El exministro sostuvo también que ambos planes de gobierno contienen una extensa lista de promesas de gasto sin detallar claramente cómo serán financiadas.
“Uno de los grandes dilemas que enfrentan ambas propuestas es cómo financiar el rosario de promesas que han hecho”, advirtió.
En ese contexto, consideró indispensable mantener responsabilidad fiscal y evitar decisiones que puedan comprometer la estabilidad macroeconómica alcanzada por el país durante las últimas décadas.

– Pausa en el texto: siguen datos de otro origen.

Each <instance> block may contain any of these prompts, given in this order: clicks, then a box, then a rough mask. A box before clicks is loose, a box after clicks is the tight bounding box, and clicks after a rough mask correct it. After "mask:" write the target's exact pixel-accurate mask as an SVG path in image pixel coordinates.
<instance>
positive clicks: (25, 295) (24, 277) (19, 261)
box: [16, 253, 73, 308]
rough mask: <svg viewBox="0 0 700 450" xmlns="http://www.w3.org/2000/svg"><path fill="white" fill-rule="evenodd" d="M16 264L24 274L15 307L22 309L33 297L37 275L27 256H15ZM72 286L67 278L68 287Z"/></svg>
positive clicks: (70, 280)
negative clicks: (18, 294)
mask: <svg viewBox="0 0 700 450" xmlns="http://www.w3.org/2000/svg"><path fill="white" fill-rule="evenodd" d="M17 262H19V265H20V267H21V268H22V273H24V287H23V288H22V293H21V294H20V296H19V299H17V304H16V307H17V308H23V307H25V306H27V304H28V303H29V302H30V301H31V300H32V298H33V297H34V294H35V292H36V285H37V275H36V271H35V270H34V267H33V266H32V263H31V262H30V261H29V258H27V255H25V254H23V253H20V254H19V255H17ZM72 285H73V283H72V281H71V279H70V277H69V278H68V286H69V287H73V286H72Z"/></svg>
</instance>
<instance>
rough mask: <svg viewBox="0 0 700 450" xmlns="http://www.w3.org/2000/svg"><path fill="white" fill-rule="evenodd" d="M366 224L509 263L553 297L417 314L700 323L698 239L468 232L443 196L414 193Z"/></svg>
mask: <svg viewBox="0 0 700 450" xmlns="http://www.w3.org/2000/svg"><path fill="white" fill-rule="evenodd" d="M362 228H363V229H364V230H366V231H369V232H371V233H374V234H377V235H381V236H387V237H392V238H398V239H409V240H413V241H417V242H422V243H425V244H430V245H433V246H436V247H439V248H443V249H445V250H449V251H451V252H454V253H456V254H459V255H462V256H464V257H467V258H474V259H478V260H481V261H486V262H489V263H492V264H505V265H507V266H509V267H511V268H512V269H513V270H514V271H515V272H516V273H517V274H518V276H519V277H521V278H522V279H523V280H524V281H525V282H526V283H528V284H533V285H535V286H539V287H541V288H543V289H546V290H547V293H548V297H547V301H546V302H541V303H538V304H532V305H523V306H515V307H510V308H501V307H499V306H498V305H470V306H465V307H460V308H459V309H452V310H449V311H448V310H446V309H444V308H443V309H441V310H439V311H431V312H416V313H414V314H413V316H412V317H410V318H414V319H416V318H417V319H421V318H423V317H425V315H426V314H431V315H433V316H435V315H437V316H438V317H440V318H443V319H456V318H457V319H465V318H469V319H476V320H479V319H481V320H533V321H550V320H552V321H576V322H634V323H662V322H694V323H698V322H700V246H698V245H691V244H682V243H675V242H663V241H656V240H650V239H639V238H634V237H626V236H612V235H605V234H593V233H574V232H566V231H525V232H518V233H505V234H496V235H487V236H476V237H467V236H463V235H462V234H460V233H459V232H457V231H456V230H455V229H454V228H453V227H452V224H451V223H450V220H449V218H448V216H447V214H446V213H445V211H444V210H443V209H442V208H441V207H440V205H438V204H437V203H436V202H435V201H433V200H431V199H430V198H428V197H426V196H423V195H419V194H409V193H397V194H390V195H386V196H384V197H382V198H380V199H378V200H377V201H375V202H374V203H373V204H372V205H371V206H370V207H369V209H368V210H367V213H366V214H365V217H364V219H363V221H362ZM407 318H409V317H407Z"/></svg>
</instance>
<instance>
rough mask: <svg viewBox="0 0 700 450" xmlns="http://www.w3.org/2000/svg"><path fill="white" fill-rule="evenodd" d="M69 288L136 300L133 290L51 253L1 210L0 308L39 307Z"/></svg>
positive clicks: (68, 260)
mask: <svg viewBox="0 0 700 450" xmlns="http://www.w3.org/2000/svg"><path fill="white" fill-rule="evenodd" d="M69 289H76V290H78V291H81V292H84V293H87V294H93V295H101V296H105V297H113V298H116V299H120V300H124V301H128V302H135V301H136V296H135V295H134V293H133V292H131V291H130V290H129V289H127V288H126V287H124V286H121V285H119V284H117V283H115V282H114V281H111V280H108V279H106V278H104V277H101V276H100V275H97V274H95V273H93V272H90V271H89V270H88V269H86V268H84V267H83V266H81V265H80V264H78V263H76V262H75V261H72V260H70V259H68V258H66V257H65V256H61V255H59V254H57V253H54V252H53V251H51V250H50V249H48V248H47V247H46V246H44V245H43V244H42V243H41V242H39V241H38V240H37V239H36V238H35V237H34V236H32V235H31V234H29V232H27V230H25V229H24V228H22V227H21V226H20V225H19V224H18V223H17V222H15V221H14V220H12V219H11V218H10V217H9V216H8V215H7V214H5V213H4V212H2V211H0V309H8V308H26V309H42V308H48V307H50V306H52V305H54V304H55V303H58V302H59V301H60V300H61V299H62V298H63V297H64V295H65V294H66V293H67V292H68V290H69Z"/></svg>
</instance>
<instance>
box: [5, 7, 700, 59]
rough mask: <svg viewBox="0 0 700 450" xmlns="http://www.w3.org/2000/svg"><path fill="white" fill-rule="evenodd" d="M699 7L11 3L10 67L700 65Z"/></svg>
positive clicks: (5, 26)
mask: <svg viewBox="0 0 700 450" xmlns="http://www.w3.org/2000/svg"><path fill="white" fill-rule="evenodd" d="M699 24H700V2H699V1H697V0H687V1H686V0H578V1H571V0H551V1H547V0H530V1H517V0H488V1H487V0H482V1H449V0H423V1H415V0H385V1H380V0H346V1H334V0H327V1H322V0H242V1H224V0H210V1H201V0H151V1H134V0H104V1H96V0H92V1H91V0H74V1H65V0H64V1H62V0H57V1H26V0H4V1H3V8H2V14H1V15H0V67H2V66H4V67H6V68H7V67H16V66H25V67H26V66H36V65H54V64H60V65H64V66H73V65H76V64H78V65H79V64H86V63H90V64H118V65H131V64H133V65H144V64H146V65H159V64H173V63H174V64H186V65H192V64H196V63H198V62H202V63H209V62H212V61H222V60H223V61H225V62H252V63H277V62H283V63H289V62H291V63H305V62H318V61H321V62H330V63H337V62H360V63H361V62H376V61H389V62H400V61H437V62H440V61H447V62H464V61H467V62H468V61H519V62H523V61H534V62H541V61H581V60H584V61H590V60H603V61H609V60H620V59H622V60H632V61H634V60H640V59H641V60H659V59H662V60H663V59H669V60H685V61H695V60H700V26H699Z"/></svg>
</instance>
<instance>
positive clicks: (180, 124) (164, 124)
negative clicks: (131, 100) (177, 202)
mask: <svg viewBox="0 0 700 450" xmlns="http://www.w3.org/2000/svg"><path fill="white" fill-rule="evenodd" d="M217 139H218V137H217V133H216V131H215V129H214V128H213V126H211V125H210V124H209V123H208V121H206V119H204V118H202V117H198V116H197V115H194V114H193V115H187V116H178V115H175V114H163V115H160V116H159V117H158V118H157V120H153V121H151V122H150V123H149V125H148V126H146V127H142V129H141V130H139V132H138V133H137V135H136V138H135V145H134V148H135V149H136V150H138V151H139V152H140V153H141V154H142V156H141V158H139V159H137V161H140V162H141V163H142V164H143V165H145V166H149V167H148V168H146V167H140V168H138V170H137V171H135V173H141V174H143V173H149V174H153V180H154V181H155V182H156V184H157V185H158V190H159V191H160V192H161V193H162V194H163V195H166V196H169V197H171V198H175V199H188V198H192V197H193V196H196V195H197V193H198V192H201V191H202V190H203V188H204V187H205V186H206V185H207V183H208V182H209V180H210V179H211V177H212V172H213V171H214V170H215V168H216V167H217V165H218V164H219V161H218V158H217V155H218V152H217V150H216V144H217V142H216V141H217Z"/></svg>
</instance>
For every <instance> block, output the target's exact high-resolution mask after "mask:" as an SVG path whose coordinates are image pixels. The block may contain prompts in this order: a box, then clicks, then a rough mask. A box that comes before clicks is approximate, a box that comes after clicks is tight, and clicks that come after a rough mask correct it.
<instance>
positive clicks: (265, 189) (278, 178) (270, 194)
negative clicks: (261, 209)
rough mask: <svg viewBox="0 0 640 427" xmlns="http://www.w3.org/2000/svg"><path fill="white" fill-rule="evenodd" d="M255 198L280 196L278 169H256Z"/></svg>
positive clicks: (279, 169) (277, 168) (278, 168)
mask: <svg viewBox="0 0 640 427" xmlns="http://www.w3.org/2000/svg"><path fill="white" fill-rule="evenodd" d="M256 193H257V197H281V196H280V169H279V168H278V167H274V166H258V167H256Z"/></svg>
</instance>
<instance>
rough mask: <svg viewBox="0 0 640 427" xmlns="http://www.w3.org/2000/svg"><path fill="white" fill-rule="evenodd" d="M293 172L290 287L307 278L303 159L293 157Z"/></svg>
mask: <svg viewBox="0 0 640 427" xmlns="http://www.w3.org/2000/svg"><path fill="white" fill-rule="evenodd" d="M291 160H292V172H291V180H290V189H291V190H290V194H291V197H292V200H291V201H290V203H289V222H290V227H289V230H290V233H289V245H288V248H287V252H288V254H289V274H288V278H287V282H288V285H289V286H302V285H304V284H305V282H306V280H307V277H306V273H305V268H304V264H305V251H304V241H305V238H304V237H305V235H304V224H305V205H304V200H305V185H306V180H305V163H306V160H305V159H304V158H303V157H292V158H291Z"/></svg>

Los panelistas coincidieron finalmente en que el próximo gobierno necesitará impulsar medidas orientadas a recuperar la confianza empresarial, fortalecer las instituciones democráticas y mejorar las condiciones para la inversión privada, considerada fundamental para generar empleo y reducir la pobreza.
Asimismo, hicieron un llamado a los ciudadanos a evaluar las propuestas presidenciales considerando no solo los ofrecimientos electorales, sino también su viabilidad económica, institucional y fiscal.
Advirtieron que el país enfrenta un momento decisivo y que las decisiones adoptadas durante los próximos años serán determinantes para definir la capacidad del Perú de recuperar crecimiento sostenido, atraer inversiones y mejorar las condiciones de vida de millones de ciudadanos.
En un contexto de desaceleración económica, alta informalidad laboral y creciente desconfianza institucional, los especialistas coincidieron en que el próximo gobierno deberá priorizar la estabilidad, la recuperación de la confianza y el fortalecimiento de las instituciones si busca construir condiciones sostenibles para el desarrollo del país.